A few differences are quite staggering. This week's match has attracted hundreds of reporters worldwide, facilities are excellent and all tickets were sold within a few hours of going on offer.

Indeed, the Ryder Cup is barely recognisable from 20 years ago when Great Britain and Ireland were defeated 21-11 at Laurel Valley in Pennsylvania. Then you could have walked the course without finding any difficulty in observation. Only small groups followed the matches. A golf enthusiast who had taken a week off to serve as the driver of a courtesy car, actually posed the question: "Tell me, what is the Ryder Cup?"

Press facilities were of the barest. A few small tables, no television, no leaderboard. As I remember it, all but two of maybe a dozen reporters were British. A common assumption was that the US players were taking a week's rest from the tour. Hardly referred to in print, the Ryder Cup was dismissed as a quaint anachronism. Even when Brian Barnes saw off Jack Nicklaus twice in the singles, only the British got excited. "Guess Jack couldn't concentrate," an American bystander said. "Next week he'll be back to the real business."

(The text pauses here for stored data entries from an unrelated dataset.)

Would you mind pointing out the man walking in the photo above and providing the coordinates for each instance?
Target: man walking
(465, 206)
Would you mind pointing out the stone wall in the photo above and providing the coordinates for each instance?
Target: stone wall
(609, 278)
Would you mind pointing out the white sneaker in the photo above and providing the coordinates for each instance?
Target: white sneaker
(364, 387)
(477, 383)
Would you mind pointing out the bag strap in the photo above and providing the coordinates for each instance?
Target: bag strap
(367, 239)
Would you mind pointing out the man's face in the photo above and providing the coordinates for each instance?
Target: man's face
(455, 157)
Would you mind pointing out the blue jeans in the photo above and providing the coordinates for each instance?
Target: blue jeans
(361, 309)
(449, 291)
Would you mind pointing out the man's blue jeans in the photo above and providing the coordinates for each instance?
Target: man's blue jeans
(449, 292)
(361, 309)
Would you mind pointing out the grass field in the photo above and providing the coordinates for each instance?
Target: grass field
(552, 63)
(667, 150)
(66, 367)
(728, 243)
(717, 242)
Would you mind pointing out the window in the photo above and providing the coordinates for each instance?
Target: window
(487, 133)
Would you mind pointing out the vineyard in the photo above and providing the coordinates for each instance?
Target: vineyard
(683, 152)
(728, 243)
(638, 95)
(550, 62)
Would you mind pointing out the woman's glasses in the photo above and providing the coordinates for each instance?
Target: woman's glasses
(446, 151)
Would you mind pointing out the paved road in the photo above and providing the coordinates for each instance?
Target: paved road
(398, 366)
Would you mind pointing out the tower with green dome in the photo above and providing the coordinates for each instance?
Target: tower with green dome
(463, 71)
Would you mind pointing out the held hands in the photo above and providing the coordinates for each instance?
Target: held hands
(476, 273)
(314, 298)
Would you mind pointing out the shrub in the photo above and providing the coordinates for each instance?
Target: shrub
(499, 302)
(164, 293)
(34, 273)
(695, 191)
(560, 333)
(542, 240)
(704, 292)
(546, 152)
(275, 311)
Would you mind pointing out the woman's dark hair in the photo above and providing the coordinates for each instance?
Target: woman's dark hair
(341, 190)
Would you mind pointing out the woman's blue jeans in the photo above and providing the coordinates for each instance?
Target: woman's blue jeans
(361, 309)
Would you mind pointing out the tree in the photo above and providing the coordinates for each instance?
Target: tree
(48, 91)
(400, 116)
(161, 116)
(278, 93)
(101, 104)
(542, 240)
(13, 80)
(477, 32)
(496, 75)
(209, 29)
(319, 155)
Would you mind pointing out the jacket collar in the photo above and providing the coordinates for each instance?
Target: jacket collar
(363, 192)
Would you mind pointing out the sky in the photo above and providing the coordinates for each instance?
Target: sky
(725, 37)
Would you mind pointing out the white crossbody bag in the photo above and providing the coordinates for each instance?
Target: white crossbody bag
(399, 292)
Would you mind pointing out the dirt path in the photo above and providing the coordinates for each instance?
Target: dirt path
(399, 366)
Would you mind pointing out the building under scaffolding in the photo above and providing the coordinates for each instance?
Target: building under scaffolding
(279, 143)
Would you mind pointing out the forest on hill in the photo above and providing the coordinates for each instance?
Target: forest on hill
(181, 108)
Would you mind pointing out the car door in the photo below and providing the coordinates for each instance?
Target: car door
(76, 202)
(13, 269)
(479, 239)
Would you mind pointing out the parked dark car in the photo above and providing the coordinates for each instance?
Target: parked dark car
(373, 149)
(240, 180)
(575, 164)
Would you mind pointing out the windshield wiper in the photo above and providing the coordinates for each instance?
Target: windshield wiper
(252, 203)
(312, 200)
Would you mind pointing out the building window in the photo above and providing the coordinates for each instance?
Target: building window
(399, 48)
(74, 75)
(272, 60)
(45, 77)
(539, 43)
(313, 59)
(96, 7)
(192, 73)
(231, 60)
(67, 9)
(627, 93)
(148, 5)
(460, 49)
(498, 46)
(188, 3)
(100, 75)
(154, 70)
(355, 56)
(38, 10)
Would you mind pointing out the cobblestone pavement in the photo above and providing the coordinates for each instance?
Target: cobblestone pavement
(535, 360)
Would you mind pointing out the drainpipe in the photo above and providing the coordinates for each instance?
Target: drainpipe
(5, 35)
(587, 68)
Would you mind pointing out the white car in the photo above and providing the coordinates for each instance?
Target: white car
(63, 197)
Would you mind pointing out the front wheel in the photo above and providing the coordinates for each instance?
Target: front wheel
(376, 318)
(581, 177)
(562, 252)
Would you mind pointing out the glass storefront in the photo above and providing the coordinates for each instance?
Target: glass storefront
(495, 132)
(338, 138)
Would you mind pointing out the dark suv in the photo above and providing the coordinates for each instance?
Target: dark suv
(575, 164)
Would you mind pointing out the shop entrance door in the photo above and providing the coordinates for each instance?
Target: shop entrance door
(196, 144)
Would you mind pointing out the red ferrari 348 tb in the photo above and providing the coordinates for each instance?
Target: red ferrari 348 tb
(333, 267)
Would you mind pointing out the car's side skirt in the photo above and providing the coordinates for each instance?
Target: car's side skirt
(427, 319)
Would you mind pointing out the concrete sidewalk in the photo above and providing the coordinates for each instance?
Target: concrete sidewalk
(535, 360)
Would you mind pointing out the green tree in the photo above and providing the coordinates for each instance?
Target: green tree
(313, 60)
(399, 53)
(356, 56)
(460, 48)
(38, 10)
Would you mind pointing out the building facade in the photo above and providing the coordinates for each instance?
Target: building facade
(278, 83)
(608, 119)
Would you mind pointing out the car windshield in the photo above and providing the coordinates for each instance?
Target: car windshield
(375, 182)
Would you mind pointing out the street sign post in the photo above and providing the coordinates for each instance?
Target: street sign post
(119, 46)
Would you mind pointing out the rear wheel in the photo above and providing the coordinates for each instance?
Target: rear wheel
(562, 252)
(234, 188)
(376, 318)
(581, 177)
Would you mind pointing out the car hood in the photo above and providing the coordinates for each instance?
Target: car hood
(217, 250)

As Wadkins stressed this week, that was far from being the true nature of things. "All the players who had taken part in the Ryder Cup, guys like Sam Snead, Ben Hogan and Tommy Bolt, would speak about it," he said. "They all had stories and I grew up with wanting to play a part. There's a lot of pride involved. It's representing your country, a team effort, a great honour."

Recently, some players, including Ballesteros, have complained about the emphasis given to the Ryder Cup in golf reporting. "We're sick and tired of hearing about it," is, more or less, what they have been saying. "The players don't build it up, you people do," Wadkins added. Well you can't have it both ways, Lanny.